According to the National Flood Risk Assessment (NFRA) 229,000 homes and 55,000 businesses and services are currently at risk of flooding in Scotland and an additional 110,000 will be at risk by 2080. There is also 2,000km of road, 500km of rail network and 200,000ha of agricultural land identified as being ‘at risk’. This gives us a sense of the scale of the challenge that lies ahead. A recent Europe-wide academic study has also revealed that the north of England and the Scottish Borders have been the hardest hit in terms of rising flood water volumes in the last 50 years, with water volumes up 55%, compared to the rest of the UK which sit between five and 25%.
Figures by SEPA also indicate that in some regions of Scotland, peak river flows could increase by as much as 56% and sea levels could rise as much as a metre by 2100. This might seem a long way off but there’s no getting away from the fact that the impacts of climate change might well exacerbate the risks. The rising trend in annual rainfall from the Scottish Environment Statistics Online Index totals is also testament to this.
The Scottish Government’s Flood Risk Management Act has been crucial in steering the development of policies by SEPA and focus areas for local authorities in managing changing climate in relation to flood risk and promotes a holistic and partnership approach to managing flood risk.
It is therefore down to key partners that work with these organisations – in terms of developing feasibility studies, design or actual implementation – to work together to develop flood prevention schemes that adhere to the objectives the act sets out.
So, whilst there are many elements involved in putting the right flooding mitigation measures in place, one of the most important steps is early interaction and engagement between key stakeholders to ensure a shared vision is held by all the relevant players. This can range from environmental charities to the local community and maintaining regular dialogue with these stakeholders is key to achieving the common goal of managing flood risk.
It’s not to say that partnership working holds all the answers, but collaboration and shared goals can be effective tools in identifying priorities and, crucially, unlocking funds. Investment is fundamental in getting any major scheme off the ground and may indeed be a bigger challenge in the future as schemes with less economic viability are promoted.
Working together can pave the way for a smoother delivery and shared vision which is what all partners and stakeholders desire. WSP work closely with local authorities throughout Scotland and the close partnerships we’ve formed have played a key role in promoting flood prevention projects around the country.

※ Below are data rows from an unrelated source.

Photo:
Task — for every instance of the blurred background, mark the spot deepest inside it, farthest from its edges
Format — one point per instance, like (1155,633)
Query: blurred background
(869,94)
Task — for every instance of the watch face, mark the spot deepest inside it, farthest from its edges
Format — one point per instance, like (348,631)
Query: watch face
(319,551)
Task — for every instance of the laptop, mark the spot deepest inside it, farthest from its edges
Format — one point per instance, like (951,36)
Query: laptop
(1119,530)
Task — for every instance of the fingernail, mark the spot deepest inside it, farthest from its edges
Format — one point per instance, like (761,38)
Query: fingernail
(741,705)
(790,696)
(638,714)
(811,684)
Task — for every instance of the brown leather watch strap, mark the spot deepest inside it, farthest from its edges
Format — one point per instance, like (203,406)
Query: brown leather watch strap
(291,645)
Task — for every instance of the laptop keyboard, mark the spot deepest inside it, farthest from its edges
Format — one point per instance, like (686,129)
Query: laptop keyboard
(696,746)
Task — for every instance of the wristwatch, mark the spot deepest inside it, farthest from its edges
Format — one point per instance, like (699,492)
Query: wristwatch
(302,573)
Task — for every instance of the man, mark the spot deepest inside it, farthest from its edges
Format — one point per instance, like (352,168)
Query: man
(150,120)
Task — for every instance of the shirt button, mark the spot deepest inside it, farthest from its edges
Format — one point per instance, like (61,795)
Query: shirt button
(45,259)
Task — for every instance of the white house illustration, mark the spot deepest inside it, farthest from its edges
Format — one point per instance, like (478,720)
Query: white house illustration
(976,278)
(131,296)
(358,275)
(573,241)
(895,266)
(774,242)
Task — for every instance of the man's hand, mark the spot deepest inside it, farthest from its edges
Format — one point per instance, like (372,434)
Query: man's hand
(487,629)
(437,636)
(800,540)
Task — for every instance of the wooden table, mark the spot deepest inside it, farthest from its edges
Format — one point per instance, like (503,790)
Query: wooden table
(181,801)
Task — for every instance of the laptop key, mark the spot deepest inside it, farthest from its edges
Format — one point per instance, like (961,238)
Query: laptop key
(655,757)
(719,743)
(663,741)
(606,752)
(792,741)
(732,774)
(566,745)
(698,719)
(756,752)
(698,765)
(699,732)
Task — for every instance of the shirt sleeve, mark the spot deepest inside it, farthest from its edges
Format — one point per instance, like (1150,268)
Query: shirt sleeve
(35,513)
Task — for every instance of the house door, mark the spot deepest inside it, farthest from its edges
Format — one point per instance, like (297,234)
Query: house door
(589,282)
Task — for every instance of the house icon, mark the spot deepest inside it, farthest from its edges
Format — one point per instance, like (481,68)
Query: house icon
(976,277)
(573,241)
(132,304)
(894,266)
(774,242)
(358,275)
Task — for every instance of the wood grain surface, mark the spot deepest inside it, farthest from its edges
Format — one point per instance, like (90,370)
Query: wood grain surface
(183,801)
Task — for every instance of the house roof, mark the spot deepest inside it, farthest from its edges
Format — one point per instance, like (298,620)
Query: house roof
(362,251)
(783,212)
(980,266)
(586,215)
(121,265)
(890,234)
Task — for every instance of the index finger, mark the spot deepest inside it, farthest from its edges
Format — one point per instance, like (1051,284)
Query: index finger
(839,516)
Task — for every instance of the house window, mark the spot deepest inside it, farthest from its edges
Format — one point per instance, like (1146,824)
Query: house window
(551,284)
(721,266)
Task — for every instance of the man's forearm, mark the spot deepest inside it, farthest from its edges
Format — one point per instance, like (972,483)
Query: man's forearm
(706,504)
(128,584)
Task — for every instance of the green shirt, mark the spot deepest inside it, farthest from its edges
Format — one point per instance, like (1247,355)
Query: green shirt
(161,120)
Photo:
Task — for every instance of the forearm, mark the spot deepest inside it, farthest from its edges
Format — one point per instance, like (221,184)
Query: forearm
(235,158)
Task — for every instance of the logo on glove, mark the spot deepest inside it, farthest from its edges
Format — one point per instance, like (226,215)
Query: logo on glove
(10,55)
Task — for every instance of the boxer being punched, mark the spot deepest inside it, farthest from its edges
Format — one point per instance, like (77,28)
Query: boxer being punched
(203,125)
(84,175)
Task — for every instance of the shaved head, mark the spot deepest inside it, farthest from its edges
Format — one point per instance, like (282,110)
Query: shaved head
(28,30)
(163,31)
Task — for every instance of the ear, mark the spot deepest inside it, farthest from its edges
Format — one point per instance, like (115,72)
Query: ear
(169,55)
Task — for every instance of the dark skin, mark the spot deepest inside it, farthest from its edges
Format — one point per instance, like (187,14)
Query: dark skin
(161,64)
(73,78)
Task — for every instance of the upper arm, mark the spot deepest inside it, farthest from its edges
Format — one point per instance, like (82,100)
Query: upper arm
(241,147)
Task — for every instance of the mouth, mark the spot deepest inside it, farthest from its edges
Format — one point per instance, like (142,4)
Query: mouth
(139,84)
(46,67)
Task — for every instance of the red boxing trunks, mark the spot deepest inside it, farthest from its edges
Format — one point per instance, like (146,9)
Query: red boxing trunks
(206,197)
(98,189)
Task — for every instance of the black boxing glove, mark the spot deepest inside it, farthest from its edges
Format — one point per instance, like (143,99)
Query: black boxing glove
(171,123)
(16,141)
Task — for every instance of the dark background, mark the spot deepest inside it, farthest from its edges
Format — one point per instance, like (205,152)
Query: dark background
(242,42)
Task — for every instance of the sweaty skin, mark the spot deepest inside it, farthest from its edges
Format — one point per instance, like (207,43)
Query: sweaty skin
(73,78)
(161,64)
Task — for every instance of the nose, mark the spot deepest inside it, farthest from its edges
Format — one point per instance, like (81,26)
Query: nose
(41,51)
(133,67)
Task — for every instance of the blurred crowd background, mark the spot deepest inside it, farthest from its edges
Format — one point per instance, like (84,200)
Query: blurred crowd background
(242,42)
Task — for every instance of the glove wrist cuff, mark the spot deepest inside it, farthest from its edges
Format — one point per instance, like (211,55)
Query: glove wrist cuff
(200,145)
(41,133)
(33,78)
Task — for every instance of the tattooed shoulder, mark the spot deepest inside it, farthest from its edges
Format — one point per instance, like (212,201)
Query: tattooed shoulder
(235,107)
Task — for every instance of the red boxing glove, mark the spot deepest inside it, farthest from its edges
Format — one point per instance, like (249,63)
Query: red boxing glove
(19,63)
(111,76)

Flood prevention schemes sometimes require big budgets, so securing funding is normally one of the biggest issues. Understanding the ins and outs of where investment is needed and can be provided is and will be more essential moving forward. A robust methodology must also support the efficient prioritisation of where councils can best afford budget spend.
Whilst it might seem like partnership working is the bread and butter of any project, like any other relationship, it needs to be worked at it to make it successful. Getting it right can also ensure best practice and innovation every step of the way.
Climate change, future development and drainage needs, combined with the ever-increasing pressures and challenges of funding, are all considerations when planning flood prevention infrastructure. However, when a strong working relationship is formed from the outset, new ideas can be embraced, and detailed plans can be hatched. It really is the most successful starting point in helping a project go from concept to design and beyond.